The bloodbath is resuming on Wednesday. After recording gains of 2.7% in the previous session, the FTSE is plunging lower in early trade as the Chancellor’s blowout bailout has failed to maintain any level of positivity in the markets.
Chancellor Rushi Sunak announced a £330 billion rescue package to help struggling businesses cope with the economic impact of coronavirus. The bailout package aims to keep Britain afloat and offers a lifeline to those businesses that the governments stricter social distancing, isolation and quarantine measures will negatively impact.
Consumption will drop severely as people stay in their homes. Restaurants, shops and pubs will be hard hit so the Government announced a one-year break from business rates, as well as government grants of up to $25,000 will help to alleviate the pain. Banks have also agreed to give struggling customers a mortgage holiday of up to three months. An additional support package for the badly hit airlines will be announced in the coming days.

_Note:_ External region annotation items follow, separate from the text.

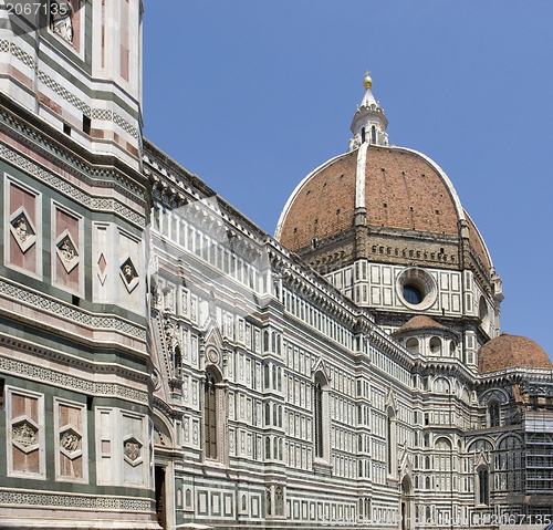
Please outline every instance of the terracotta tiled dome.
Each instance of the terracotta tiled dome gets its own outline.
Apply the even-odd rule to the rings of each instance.
[[[293,251],[354,226],[358,148],[326,162],[298,186],[284,207],[276,238]],[[486,245],[463,211],[448,177],[430,158],[411,149],[369,145],[364,201],[366,225],[458,236],[467,222],[472,248],[489,269]]]
[[[291,250],[353,226],[357,149],[315,169],[283,212],[280,241]],[[371,145],[366,155],[368,226],[457,235],[459,214],[450,183],[429,162],[397,147]],[[288,210],[288,211],[286,211]]]
[[[438,328],[438,329],[446,329],[445,325],[436,322],[435,320],[430,319],[430,316],[426,316],[424,314],[418,314],[417,316],[414,316],[409,321],[407,321],[401,328],[398,328],[395,333],[400,333],[407,330],[416,330],[419,328]]]
[[[547,370],[553,367],[544,350],[525,336],[503,333],[480,349],[478,354],[478,371],[481,374],[511,366]]]

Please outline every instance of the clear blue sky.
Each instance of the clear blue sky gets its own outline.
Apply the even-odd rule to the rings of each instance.
[[[452,180],[503,278],[502,330],[553,356],[553,2],[145,0],[145,136],[269,233],[347,150],[372,71],[392,144]]]

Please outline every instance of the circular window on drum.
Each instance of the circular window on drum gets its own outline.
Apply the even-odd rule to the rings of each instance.
[[[436,301],[437,288],[435,279],[425,270],[405,269],[396,281],[399,300],[409,309],[424,310]]]

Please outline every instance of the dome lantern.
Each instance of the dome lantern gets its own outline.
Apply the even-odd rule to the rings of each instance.
[[[371,89],[373,79],[367,71],[363,80],[365,95],[357,107],[352,123],[353,138],[349,141],[349,150],[356,149],[359,145],[368,143],[373,145],[388,145],[386,127],[388,121],[380,108],[380,104],[375,100]]]

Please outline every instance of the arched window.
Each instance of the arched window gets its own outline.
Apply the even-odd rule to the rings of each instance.
[[[181,380],[182,378],[182,353],[180,352],[180,346],[178,344],[175,346],[174,367],[175,367],[175,377],[178,380]]]
[[[409,350],[409,352],[411,352],[411,353],[419,353],[419,351],[420,351],[418,341],[415,337],[409,339],[406,342],[405,347],[407,350]]]
[[[430,339],[430,353],[441,355],[441,340],[437,336]]]
[[[265,425],[271,425],[271,405],[265,403]]]
[[[488,412],[490,415],[490,427],[499,427],[501,420],[499,403],[495,401],[491,402],[488,406]]]
[[[494,457],[494,476],[497,489],[502,491],[520,491],[522,487],[522,451],[521,443],[514,436],[503,438]]]
[[[490,503],[490,474],[488,469],[480,468],[478,470],[478,491],[479,501],[481,505]]]
[[[284,491],[280,486],[274,488],[274,515],[284,515]]]
[[[388,413],[386,415],[386,441],[387,441],[387,464],[388,464],[388,474],[394,475],[396,472],[396,457],[397,457],[397,441],[396,441],[396,413],[392,408],[388,407]]]
[[[388,440],[388,474],[392,475],[392,418],[387,418],[387,440]]]
[[[450,393],[449,381],[446,380],[446,377],[437,377],[434,381],[434,392],[436,392],[436,394],[449,394]]]
[[[326,393],[327,381],[323,372],[315,374],[313,392],[313,441],[314,458],[328,460],[330,411]]]
[[[204,436],[206,458],[217,458],[217,380],[211,372],[206,374],[204,387]]]
[[[323,388],[320,382],[315,383],[315,457],[323,458]]]

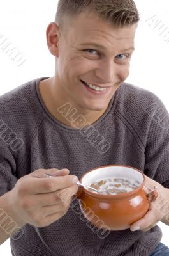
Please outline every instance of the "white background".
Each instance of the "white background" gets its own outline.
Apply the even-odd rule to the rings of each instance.
[[[130,75],[126,80],[154,93],[168,110],[168,2],[135,0],[142,20],[136,32],[136,50],[131,63]],[[0,49],[2,95],[31,79],[54,75],[54,57],[47,48],[45,31],[48,24],[54,21],[57,1],[1,0],[0,4],[0,35],[3,34],[8,38],[26,58],[25,63],[18,67]],[[161,23],[156,28],[158,20]],[[168,44],[165,42],[167,38]],[[161,222],[158,225],[163,233],[161,242],[169,246],[169,227]],[[0,255],[11,255],[9,240],[0,246]]]

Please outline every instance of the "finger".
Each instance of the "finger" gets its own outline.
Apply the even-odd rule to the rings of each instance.
[[[34,205],[47,206],[62,204],[75,195],[78,189],[77,185],[73,185],[57,191],[34,195]]]
[[[36,171],[34,171],[31,173],[29,175],[29,176],[36,176],[37,177],[45,177],[45,173],[52,174],[54,176],[62,176],[62,175],[68,175],[70,173],[70,170],[68,169],[38,169]]]
[[[154,209],[149,209],[147,214],[140,220],[135,222],[130,227],[131,231],[145,230],[149,227],[157,222],[157,217],[154,214]],[[137,228],[136,228],[137,227]],[[140,228],[138,229],[138,227]]]
[[[66,212],[65,212],[66,214]],[[62,218],[64,214],[62,212],[54,213],[53,214],[48,215],[45,217],[45,220],[43,221],[43,226],[48,226],[49,225],[53,223],[56,220]]]
[[[71,198],[67,202],[65,202],[64,203],[61,203],[54,205],[43,206],[42,207],[41,207],[41,213],[43,216],[47,216],[48,215],[61,212],[66,213],[70,208],[70,204],[71,202]]]
[[[25,179],[20,189],[20,192],[28,194],[51,193],[69,187],[78,181],[75,175],[58,176],[54,178],[36,178]]]

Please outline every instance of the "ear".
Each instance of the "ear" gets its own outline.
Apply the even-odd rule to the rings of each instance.
[[[55,22],[48,26],[46,31],[47,42],[51,54],[55,57],[59,56],[59,26]]]

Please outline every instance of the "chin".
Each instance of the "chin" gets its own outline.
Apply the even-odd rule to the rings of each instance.
[[[85,108],[91,110],[93,111],[103,111],[104,109],[107,109],[108,106],[108,104],[104,104],[103,106],[100,106],[100,104],[91,104],[90,106],[86,106]]]

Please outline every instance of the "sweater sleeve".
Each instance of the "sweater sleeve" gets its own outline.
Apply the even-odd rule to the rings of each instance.
[[[145,150],[145,175],[169,188],[169,115],[158,97],[146,109],[151,118]]]
[[[17,182],[16,166],[12,152],[0,134],[0,196],[11,190]]]

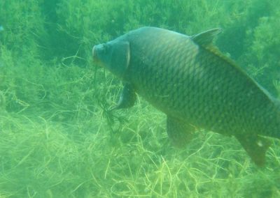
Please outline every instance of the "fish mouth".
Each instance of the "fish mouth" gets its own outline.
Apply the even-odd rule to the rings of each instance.
[[[102,66],[102,61],[100,61],[99,59],[98,59],[98,57],[97,57],[97,52],[96,52],[96,47],[97,47],[97,45],[94,45],[94,46],[93,46],[93,47],[92,47],[92,55],[93,61],[94,61],[94,63],[96,63],[97,65],[98,66],[99,66],[100,68],[103,68],[103,66]]]

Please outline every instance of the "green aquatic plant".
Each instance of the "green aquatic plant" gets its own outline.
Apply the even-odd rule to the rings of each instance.
[[[279,197],[279,141],[261,169],[211,132],[174,148],[164,115],[142,98],[110,112],[121,85],[91,57],[94,45],[141,26],[190,35],[221,26],[219,47],[242,33],[240,52],[228,52],[245,67],[267,66],[257,77],[276,82],[267,74],[276,73],[279,14],[261,3],[0,1],[0,197]]]

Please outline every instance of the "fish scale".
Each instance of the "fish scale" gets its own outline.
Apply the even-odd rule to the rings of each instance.
[[[214,45],[220,31],[144,27],[94,46],[93,57],[124,82],[115,109],[132,106],[137,93],[167,114],[174,144],[197,128],[233,135],[262,166],[270,142],[260,135],[280,138],[280,102]]]

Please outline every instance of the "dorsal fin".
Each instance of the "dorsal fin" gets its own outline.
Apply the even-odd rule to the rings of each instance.
[[[213,39],[222,31],[220,28],[214,28],[191,36],[196,43],[206,46],[213,43]]]
[[[239,70],[241,70],[235,62],[230,59],[229,57],[223,54],[219,49],[213,44],[213,40],[216,36],[220,33],[222,31],[220,28],[214,28],[204,32],[193,35],[191,36],[192,40],[197,43],[197,45],[200,45],[205,50],[211,52],[211,53],[216,54],[216,56],[219,56],[220,58],[223,59],[224,61],[227,61],[227,63],[230,63],[230,65],[233,66],[234,67],[238,68]]]

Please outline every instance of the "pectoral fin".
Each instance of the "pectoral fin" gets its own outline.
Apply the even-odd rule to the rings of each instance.
[[[195,130],[193,126],[169,116],[167,116],[167,128],[171,141],[178,147],[185,146],[192,139]]]
[[[112,109],[126,109],[132,107],[136,100],[136,93],[132,85],[126,84],[123,87],[118,105]]]
[[[270,141],[257,135],[235,135],[235,137],[255,165],[259,167],[264,167],[265,165],[265,153],[271,144]]]

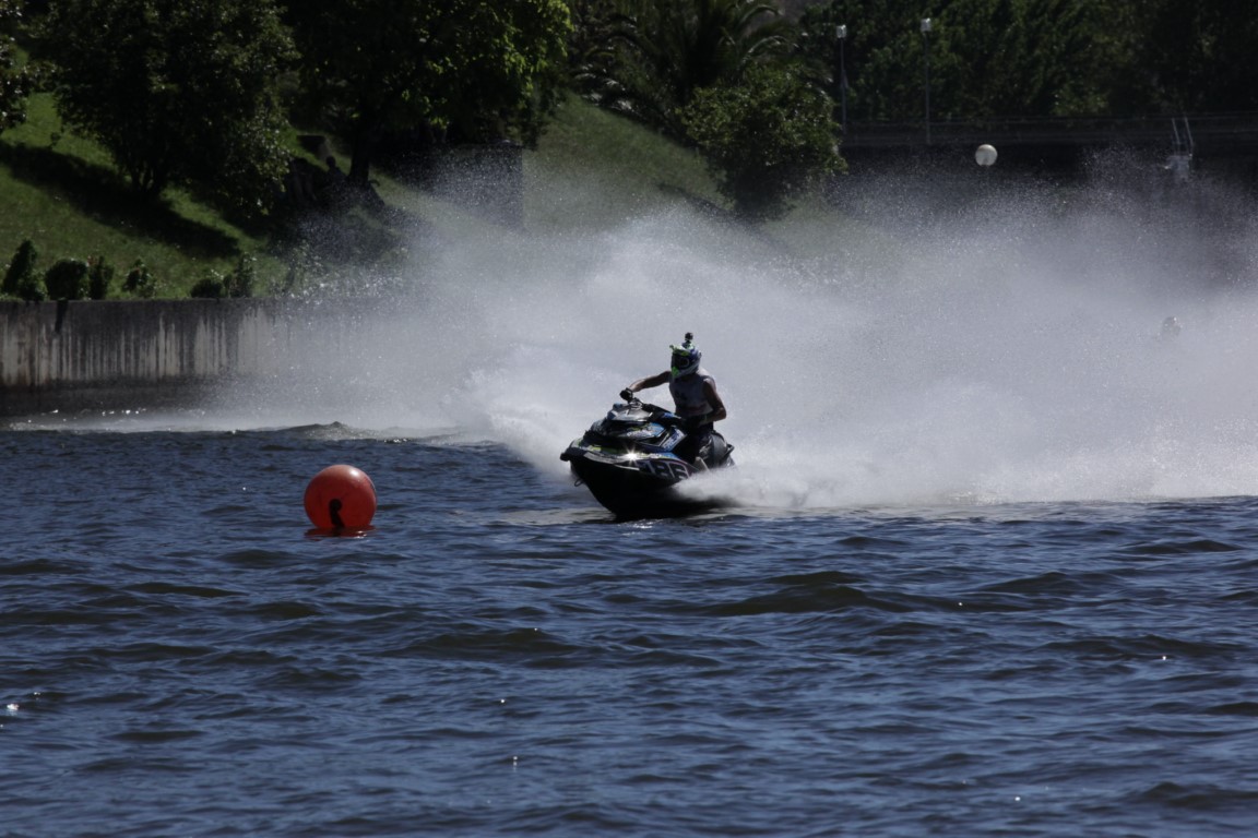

Yet despite Chancellor Rishi Sunak’s colossal bailout package the markets’ response is very concerning. The fact that the FTSE has failed to hold onto any of the gains quite simply suggests that this is not enough. There needs to be a coordinate global response, which up to now hasn’t happened. As a result, the markets are vulnerable to further fallout.
What next?
Eyes are now turning to the European Stability Mechanism and what more the White House can bring to the table.
With fear driving the markets and coronavirus numbers escalating, there is a good chance that this overly bearish picture won’t show any signs of improvement until the coronavirus numbers themselves start to improve.
Levels to watch
The FTSE is trading down 3.9% at 5088 the time of writing. It trades below 50,100 and 200 sma on 4-hour chart, a bearish chart.
The price found support for a second straight session just shy of 5000. Immediate support is at 4996 (today’s low), prior to 4987 (yesterday’s low) before 4840 (16th March low).
Resistance can be seen at 5370 (yesterday’s high) A break above this level is needed to negate short term bearish trend. Resistance is then seen at 5700 (13th March high).